Ora, riprese il Conte, lascia da parte la compassione, cacciati la via
fra le gambe, vanne diritto al castello di quel Don Rodrigo: sai dov'è
posto? (Il Tanabuso accennò di sì), fagli dire che sei mandato da me,
dagli questo segno nelle mani, e torna a casa. La giornata è stata
faticosa, ma tu sai che il tuo padrone vuole essere servito, ma sa
anche pagare...
——Oh! illustrissimo!....
——Taci, e vanne tosto..... ma no, aspetta: dimmi un poco come ha fatto
costei per moverti a compassione. Che abbia un patto col diavolo?
——Niente, niente, signor padrone, era proprio il crepacuore che aveva
quella ragazza. Se non avessi avuto un comando del mio padrone.....
——Ebbene?....
——L'avrei lasciata andare.
——Oh! andiamo a vederla costei; e tu aspetta, partirai domattina...
dopo aver ricevuto i miei ordini.... tanto fa che quello inspagnolato
aspetti qualche ora di più..... Domattina sii all'erta per tempo.
Il Tanabuso partì, facendo un inchino, e il Conte s'avviò alla stanza
dove Lucia stava in guardia della vecchia. Bussò, disse: son io, e
tosto il chiavistello di dentro corse romoreggiando negli anelli, e la
porta fu spalancata. Lucia si stava seduta sul pavimento, acquattata,
accosciata nell'angolo della stanza il più lontano dalla porta, nel
luogo che entrando le era sembrato il più nascosto, si stava quivi
aggomitolata, con la faccia occultata e compressa nelle palme, tutta
tremante di spavento, e quasi fuori di sè. Al romore che fece la porta,
alla pedata del Conte, che entrava, trasalì, ma non levò la faccia,
non mosse membro, anzi fece uno sforzo per ristringersi ancor più
tutta insieme; e stette con un battito sempre crescente, aspettando e
paventando quello che avvenisse.
——Dov'è questa ragazza? disse il Conte alla vecchia.
——Eccola, rispose umilmente la malnata.
——Come? disse il Conte, l'avete gettata là come un sacco di cenci.
——Oh, s'è posta dove ha voluto.
——Ehi! quella giovane, disse il Conte, avvicinandosi a Lucia: dove
diavolo vi siete posta a sedere? alzatevi, non voglio farvi male.....
lasciatevi vedere.
Lucia non si mosse.
——Peggio per voi, disse il Conte, se volete fare il bell'umore. Ah!

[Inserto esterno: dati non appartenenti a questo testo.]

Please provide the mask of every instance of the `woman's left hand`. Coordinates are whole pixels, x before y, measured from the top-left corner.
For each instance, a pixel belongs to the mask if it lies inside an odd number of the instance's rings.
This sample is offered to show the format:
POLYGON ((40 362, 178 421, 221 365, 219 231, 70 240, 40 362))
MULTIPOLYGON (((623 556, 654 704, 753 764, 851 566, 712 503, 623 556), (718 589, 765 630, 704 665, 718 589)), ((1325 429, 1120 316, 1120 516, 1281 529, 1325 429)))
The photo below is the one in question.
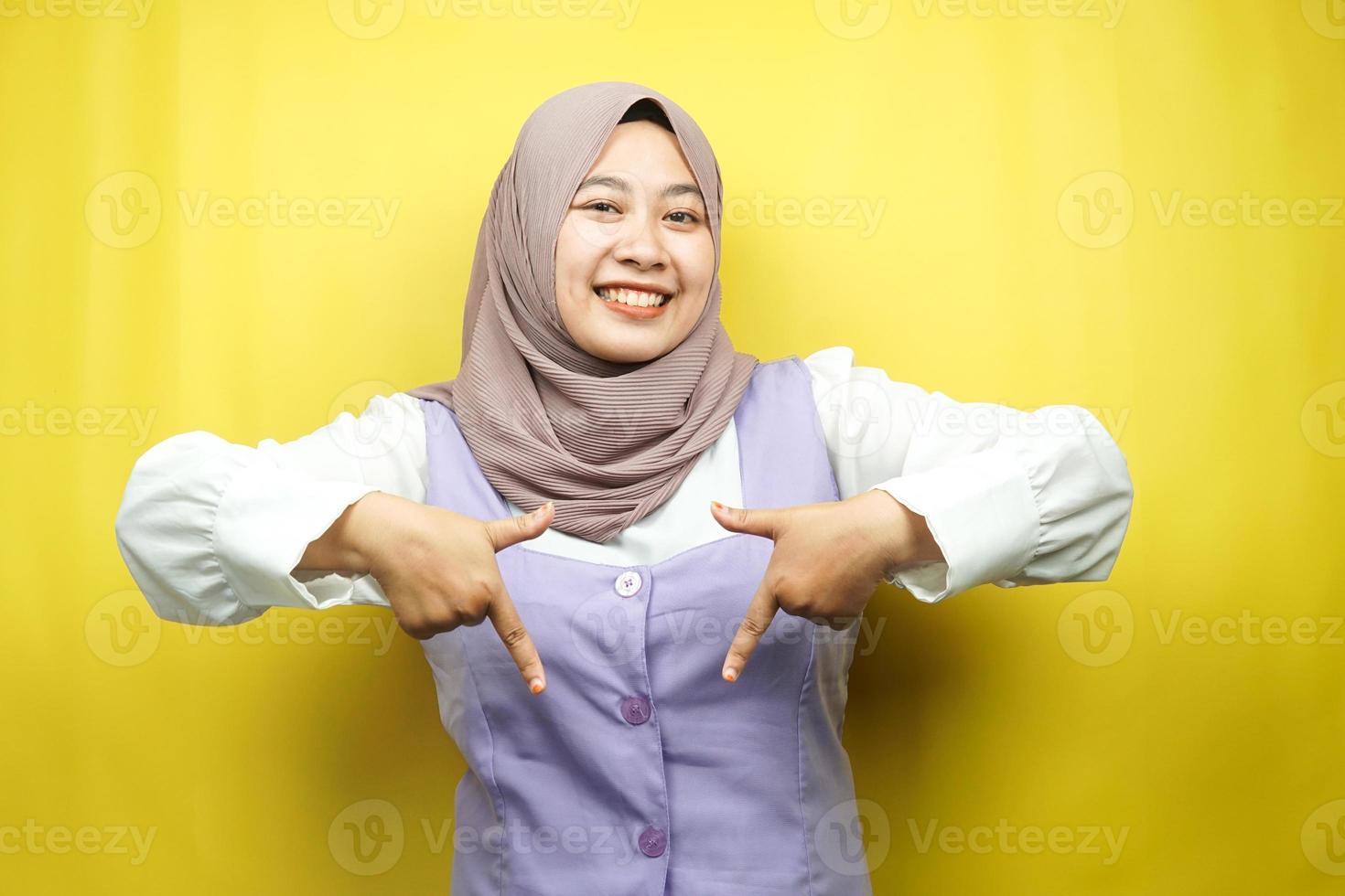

ah! non sapete dove siete: pretendereste voi di resistermi? Abbassate
subito quelle mani, ch'io voglio vedervi.
Queste parole furono dette con un tuono così minaccioso, che le mani di
Lucia obbedirono quasi senza il comando della volontà: e Lucia lasciò
vedere la sua faccia spaventata e dolente. Alzò ella allora gli occhi
al volto del Conte, che la stava guardando attentamente; e dopo un
momento gli disse con una voce in cui al tremito dello sgomento era
mista la sicurezza d'una indignazione disperata: che male gli ho fatto
io?
——E che male voglio io fare a voi, scioccherella? rispose il Conte, con
voce più mite. Credete forse di essere condotta al macello? Verrà un
giorno che riderete di tutto questo vostro spavento, e riderete forse
anche di me, che vi rispondo ora così sul serio.
——Ridere! Oh Dio! rispose Lucia——ridere! e guardando un momento come
smemorata, diede in un nuovo scoppio di pianto.
——Sì, sì, tutte voi altre fate così, replicò il Conte.
——Ma perchè, riprese Lucia, mi fa ella patire le pene dell'inferno? Mi
dica che cosa le ho fatto? Oh non mi faccia più patire così: Dio glielo
potrebbe rendere un giorno....
——Dio, Dio: sempre Dio coloro che non hanno niente altro: sempre
rinfacciar questo Dio, come se gli avessero parlato. Dov'è questo
vostro Dio?
——È da per tutto, è qui, rispose Lucia; è qui a vedere s'ella si
muove a pietà di me, per usarle pietà in ricambio un giorno. Oh abbia
misericordia d'una poveretta, mi lasci andare, lasci ch'io mi ricoveri
in qualche chiesa, su le montagne, in un bosco. Oh lo vedo; tutto
dipende da lei: con una parola ella mi può salvare: dica questa parola.
Non so dove sono, ma troverò la strada per andare da mia madre: oh
Dio! non è forse lontana: ho visto i miei monti: oh s'ella sentisse
quel ch'io patisco! non conviene ad un uomo che ha da morire far tanto
patire una creatura innocente: mi lasci andare! oh se pregherò Dio per
lei! la benedirò sempre. E animata nel suo discorso, si levò da sedere,
si pose in ginocchio, giunse le mani al petto e continuò: Che cosa le
costa dire una parola? Non iscacci una buona ispirazione, un sentimento
di pietà. Oh, Dio perdona tante cose per un'opera di misericordia!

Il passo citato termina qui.